Relevant and even prescient commentary on news, politics and the economy.

Burning a Source ?

Who thinks that Trump is “in the grip of some kind of paranoid delusion” ? That is the very hottest quote in the must read Phllip Rucker “analysis” of what is very wrong with the President.

I immediately tried to guess who had told Rucker that. The source is “One GOP figure close to the White House “. My first guess was Newt Gingrich (who can be relied upon to stab everyone close to him in the back). However, I now think Rucker made it very clear who is the “GOP figure”.

Later in the article I read

Robert M. Gates, a former defense secretary who informally advised Trump during the transition, criticized his handling of Comey’s ouster.

“Not terribly well done,” Gates told John Dickerson in a CBS News interview scheduled to air Sunday on “Face the Nation.”

Hmm Gates is a GOP figure close to the White House who Rucker might have asked to supply additional cutting comments.

The second to last paragraph in the article is

“Trump is so unsophisticated about government, and he lacks even basic knowledge about how the government functions, of what the unwritten but very important rules and traditions are. His attitude toward all those things is they don’t matter: ‘I’m going to drain the swamp!’ ” said a veteran of past Republican administrations who is close to the Trump White House and spoke on the condition of anonymity to candidly critique the president.

That anonymous source is virtually identified as Gates (to the extent that I searched for the quote by searching for “Gates” and had to scroll down and find it by hand to remind myself that the name wasn’t, quite, spelled out.

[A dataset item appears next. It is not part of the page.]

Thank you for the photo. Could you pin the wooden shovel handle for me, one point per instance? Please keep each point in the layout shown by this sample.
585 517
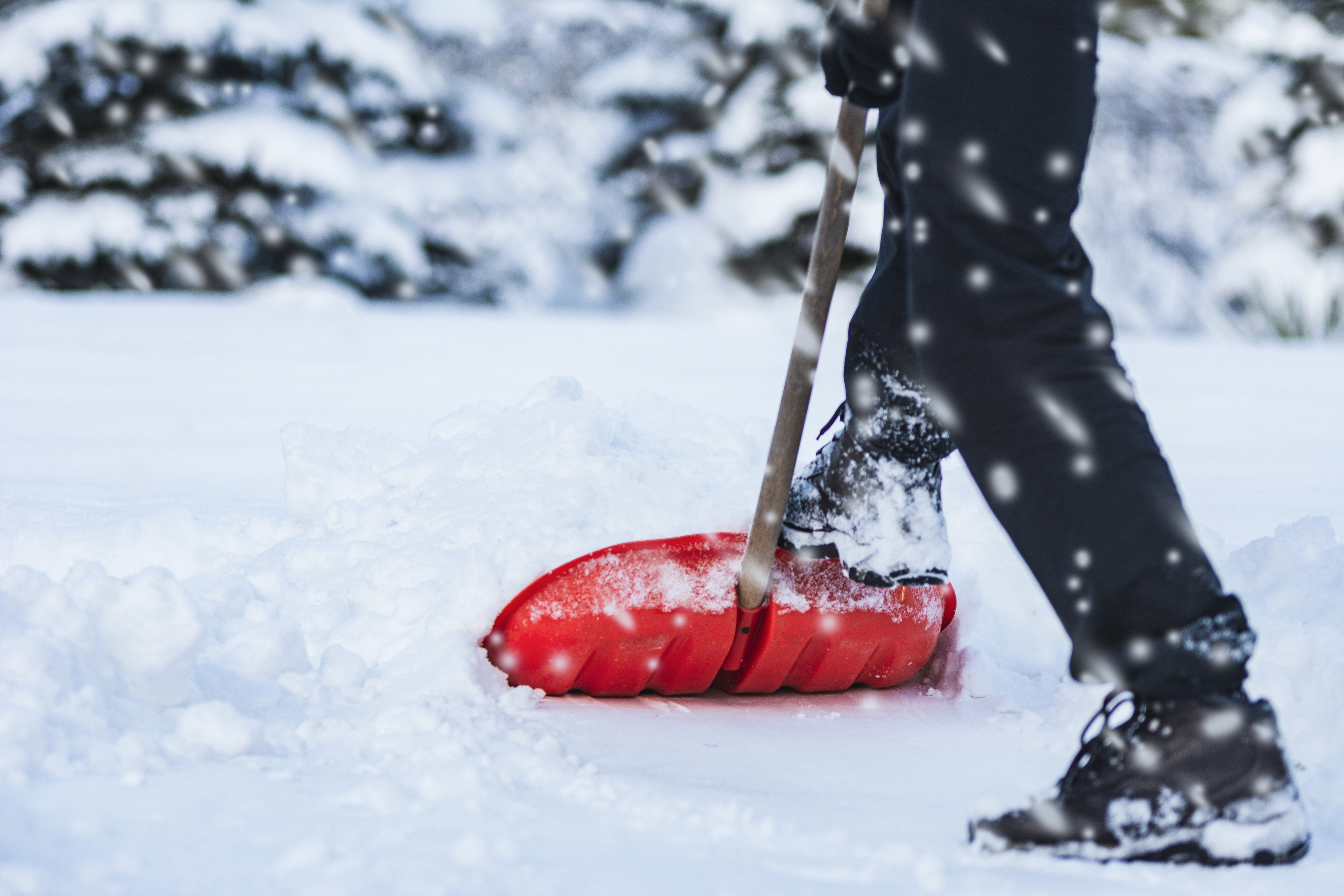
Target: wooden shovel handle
823 273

In other transparent anonymity I read “a third person denied that Bannon first learned Comey had been fired from television news reports and said that he had actually counseled Trump to delay his decision to lessen the political backlash.” Uh what “third” person could be the one who claims that Bannon wasn’t out of the loop, is familiar with Bannon’s thoughts, and notes that they were prescient ?

How about Patrick Caddell (the most hacktacular hack in the world) later identified as “Pollster Patrick H. Caddell, a longtime confidant of Bannon who served in Jimmy Carter’s White House,”? Rucker couldn’t find a Republican to Ballance the general view that Trump is destroying his presidency, so he had to go to old reliable Caddell for the Democrats in disarray distraction.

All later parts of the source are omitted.